12-step is fundamentally a "spiritual approach." As
such, we hope no one has an argument with it. A spiritual approach
is distinct from viewing addiction as a disease, which is a
scientific question. According to the US Constitution's First
Amendment ("Congress shall make no law respecting an
establishment of religion, or prohibiting the free exercise
thereof"), US citizens are free to attend 12-step meetings.
Similarly, they should be free not to attend them, if they object
to their religious content. Fortunately, since 1996, appeals court
decisions in multiple states have recognized the freedom of
citizens not to be ordered into 12-step groups by the government
or its representatives. We hope that these decisions will be
extended throughout the US.
For a
review of this issue from the Duke
Law Journal,
February, 1998 (Vol. 47, # 4, pg. 785)
An
excellent book on this issue, for which Dr. Horvath wrote the
Introduction, is Resisting
12-step Coercion: How to Fight Forced Participation in AA, NA, or
12-Step Treatment,
by Peele, Bufe, and Brodsky:
Click
here for a summary of the most recent court decisions on this
issue
Unfortunately,
the 12-step approach is so deeply embedded in the addiction
treatment community that there is tremendous resistance to
alternatives. This resistance doesn't seem to be a fundamental
part of the 12-step philosophy, but to have developed over time.
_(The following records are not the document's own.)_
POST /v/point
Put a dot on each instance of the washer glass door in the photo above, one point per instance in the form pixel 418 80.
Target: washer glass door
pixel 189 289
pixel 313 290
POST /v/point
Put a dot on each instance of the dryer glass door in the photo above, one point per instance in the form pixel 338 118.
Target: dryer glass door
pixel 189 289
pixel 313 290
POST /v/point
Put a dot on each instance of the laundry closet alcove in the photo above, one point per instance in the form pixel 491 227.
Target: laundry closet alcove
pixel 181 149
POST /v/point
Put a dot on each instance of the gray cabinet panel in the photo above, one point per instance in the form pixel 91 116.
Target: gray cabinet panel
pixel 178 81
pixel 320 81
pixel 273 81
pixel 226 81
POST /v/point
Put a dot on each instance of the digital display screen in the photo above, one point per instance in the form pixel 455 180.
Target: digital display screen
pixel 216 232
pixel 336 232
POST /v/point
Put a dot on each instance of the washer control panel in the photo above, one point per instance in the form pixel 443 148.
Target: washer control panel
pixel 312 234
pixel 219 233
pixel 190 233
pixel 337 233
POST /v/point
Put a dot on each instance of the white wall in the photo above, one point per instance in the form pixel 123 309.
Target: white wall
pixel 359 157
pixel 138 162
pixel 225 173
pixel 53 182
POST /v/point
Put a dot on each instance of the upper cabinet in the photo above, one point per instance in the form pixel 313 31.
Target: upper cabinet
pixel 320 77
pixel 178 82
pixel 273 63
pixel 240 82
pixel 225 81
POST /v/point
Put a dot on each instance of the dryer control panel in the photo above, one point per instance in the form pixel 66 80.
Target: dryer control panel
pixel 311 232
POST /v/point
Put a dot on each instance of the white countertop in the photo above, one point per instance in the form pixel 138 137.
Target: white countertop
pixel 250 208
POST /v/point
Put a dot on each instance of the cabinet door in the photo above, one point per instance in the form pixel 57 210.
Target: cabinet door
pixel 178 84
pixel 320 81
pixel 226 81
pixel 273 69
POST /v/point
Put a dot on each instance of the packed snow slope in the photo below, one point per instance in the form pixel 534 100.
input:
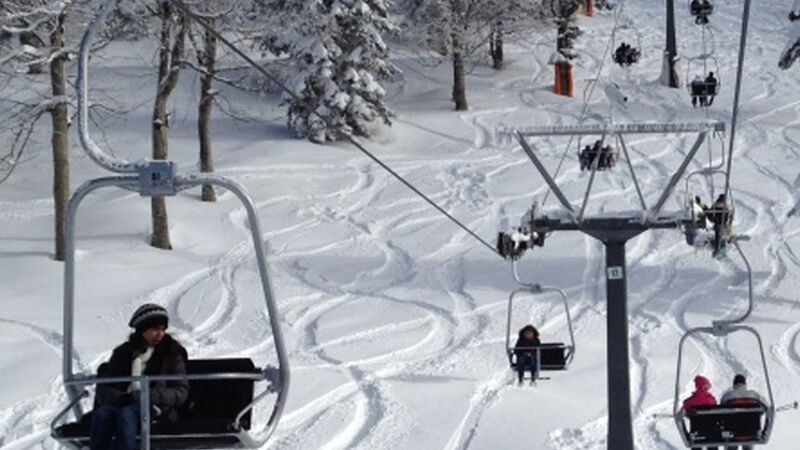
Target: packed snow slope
pixel 395 318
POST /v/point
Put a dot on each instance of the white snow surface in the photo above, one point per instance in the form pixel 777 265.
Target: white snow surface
pixel 395 319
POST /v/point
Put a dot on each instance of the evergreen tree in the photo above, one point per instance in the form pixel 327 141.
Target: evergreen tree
pixel 338 56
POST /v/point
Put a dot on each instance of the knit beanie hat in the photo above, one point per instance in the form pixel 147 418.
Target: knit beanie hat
pixel 701 383
pixel 147 316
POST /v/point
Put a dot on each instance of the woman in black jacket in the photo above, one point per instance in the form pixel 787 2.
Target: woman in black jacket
pixel 526 351
pixel 148 351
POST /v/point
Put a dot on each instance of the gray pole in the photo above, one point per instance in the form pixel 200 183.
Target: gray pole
pixel 669 74
pixel 620 430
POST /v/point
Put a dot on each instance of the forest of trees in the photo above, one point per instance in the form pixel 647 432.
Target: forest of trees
pixel 334 57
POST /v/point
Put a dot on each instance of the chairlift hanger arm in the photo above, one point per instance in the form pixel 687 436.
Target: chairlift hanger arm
pixel 622 128
pixel 179 4
pixel 133 183
pixel 715 331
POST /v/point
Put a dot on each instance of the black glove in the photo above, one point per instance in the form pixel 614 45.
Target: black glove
pixel 128 398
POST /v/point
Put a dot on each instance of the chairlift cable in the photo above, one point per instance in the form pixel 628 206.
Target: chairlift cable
pixel 737 91
pixel 587 98
pixel 348 137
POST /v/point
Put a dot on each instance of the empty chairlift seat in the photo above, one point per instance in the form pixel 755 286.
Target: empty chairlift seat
pixel 552 356
pixel 207 419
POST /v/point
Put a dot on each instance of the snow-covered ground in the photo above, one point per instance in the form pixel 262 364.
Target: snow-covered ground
pixel 395 318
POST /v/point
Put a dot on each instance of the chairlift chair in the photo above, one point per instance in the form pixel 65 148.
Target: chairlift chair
pixel 218 413
pixel 697 230
pixel 605 157
pixel 730 424
pixel 629 36
pixel 698 83
pixel 550 356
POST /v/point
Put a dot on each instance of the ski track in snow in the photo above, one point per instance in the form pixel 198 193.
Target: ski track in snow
pixel 206 305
Much of the traditional treatment community engages in willful
ignorance about alternatives, or deliberately suppresses
information about them. For example, if you click on
http://www.niaaa.nih.gov/Resources/RelatedWebsites
you will
see that no alternative support groups are listed. This is despite
repeated attempts on our part to get NIAAA to add them. One would
think the federal government would be more responsible. If they
change their site, let us know. For the moment, we have given up!
Fortunately,
two other components of the federal government are more sensible.
1) SAMHSA
and the VA sponsored a work group on addiction support groups,
which met in November, 2001, and produced the following document.
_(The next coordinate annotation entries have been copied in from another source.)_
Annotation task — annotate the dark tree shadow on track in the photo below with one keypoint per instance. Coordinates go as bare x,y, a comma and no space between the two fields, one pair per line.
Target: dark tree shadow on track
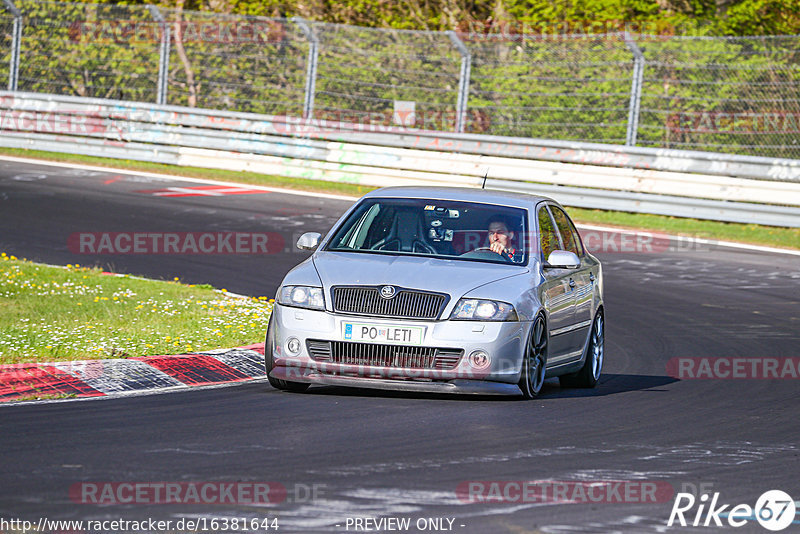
610,384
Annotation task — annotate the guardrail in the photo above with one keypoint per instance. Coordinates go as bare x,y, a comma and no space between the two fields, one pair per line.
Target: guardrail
679,183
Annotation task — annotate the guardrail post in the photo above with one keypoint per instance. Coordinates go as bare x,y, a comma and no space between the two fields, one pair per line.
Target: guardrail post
636,90
463,82
163,55
16,43
311,66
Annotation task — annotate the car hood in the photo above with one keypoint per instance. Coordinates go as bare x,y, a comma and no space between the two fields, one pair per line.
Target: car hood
454,277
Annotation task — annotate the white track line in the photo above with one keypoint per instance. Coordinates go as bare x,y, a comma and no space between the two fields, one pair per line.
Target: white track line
175,178
728,244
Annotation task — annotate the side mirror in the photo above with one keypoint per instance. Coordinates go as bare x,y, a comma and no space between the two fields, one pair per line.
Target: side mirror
309,241
562,259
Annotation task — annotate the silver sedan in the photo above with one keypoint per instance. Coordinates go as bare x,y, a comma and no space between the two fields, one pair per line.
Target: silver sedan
445,290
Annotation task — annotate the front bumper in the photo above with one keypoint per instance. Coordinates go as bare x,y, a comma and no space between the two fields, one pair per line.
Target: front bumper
502,341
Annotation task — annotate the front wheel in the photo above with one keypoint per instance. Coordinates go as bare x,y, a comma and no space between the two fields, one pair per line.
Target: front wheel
589,374
269,364
534,364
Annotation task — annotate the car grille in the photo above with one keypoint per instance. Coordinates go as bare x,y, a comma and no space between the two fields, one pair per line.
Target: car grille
383,355
408,304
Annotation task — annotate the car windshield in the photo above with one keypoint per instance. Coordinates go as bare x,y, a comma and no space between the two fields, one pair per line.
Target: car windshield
449,229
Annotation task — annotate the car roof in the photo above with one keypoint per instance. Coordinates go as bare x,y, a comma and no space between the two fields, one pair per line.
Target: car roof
466,194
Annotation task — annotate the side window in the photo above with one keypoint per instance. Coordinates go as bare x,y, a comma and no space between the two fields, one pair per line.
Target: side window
572,241
548,238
Dr. Horvath was a member of the work group and a co-signer of the
document. Among its conclusions is that:
"clinicians
should recognize and communicate to patients that many individuals
recover through AA, but others recover through self-help groups
other than AA, or, without attending any self-help group at
all"
(pg. 2 of Executive Summary)
http://www.chce.research.med.va.gov/chce/pdfs/VAsma_feb1103.pdf
2) NIDA
lists SMART Recovery, in FAQ #9, at
http://www.drugabuse.gov/PODAT/PODAT6.html
Because of
the resistance to alternatives, most of our clients come from
referrals from former clients, our ads, our website, and referrals
from other psychologists, who tend to be more scientific and
open-minded than traditional addiction treatment providers.
Despite the resistance to alternatives in others, we continue to
make sure all of our clients are aware of the potential value of
12-step groups and 12-step based treatment.